Volume 108, Issue 3, Pages 553-561 (March 2008)
This position paper has expired and it has been reaffirmed to be updated. It is being updated as an evidence-based position paper using the Academy evidence analysis process. A practice paper will also be developed on the same topic.
It is the position of the American Dietetic Association that women of child-bearing ages should maintain good nutritional status through a lifestyle that optimizes maternal health and reduces the risk of birth defects, suboptimal fetal growth and development, and chronic health problems in their children. The key components of a health-promoting lifestyle during pregnancy include appropriate weight gain; appropriate physical activity; consumption of a variety of foods in accordance with the Dietary Guidelines for Americans 2005; appropriate and timely vitamin and mineral supplementation; avoidance of alcohol, tobacco, and other harmful substances; and safe food handling.
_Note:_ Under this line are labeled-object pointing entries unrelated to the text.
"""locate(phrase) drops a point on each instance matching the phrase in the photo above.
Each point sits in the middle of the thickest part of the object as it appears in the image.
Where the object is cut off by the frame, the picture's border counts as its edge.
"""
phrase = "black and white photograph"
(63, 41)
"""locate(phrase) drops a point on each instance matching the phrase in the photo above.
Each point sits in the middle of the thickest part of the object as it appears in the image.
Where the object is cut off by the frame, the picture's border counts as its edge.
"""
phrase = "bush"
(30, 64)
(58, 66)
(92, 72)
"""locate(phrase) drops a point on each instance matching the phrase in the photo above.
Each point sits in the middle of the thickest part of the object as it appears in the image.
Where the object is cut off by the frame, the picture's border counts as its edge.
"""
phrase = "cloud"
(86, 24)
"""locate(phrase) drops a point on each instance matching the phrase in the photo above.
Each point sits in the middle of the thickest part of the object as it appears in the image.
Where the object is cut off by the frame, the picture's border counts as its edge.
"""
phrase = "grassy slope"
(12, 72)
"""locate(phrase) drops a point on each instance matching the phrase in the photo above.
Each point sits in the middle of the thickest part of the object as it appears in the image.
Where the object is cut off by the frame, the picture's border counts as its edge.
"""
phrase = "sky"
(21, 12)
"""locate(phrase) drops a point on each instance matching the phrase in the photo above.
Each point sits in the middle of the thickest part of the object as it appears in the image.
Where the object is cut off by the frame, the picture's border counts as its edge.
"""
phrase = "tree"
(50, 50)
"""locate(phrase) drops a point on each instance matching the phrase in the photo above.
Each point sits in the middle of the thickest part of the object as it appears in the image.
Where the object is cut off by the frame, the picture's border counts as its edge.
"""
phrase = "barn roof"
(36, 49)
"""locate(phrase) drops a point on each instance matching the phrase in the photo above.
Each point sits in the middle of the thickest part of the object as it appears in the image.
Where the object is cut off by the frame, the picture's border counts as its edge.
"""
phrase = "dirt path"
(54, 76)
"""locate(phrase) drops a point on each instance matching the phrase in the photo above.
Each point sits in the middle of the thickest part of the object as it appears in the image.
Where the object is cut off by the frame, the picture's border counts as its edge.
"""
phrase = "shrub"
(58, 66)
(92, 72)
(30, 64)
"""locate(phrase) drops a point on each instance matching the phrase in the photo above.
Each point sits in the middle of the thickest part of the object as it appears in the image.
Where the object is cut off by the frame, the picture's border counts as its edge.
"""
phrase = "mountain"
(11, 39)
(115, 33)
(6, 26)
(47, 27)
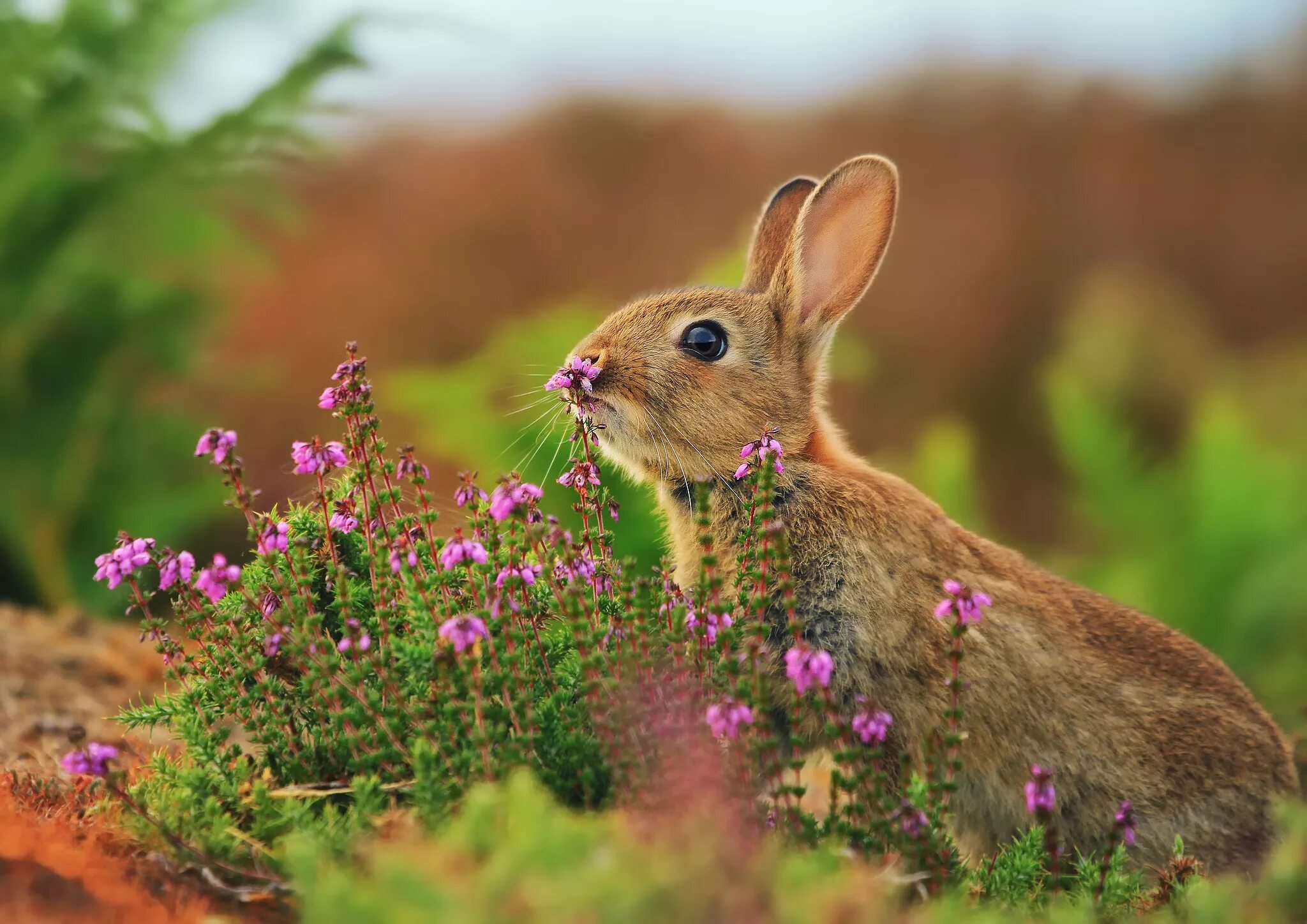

Pregnant women with inappropriate weight gain, hyperemesis, poor dietary patterns, phenylketonuria, certain chronic health problems or a history of substance abuse should be referred to a registered dietitian for medical nutrition therapy. Prenatal weight gain within the Institute of Medicine recommended ranges has been associated with better pregnancy outcomes. Most pregnant women need 2,200 to 2,900 kcal a day, but prepregnancy body mass index, rate of weight gain, maternal age and appetite must be considered when tailoring this recommendation to the individual. The consumption of more food to meet energy needs, and the increased absorption and efficiency of nutrient utilization that occurs in pregnancy, are generally adequate to meet the needs for most nutrients. However, vitamin and mineral supplementation is appropriate for some nutrients and situations. This position paper also includes recommendations pertaining to use of alcohol, tobacco, caffeine and illicit drugs.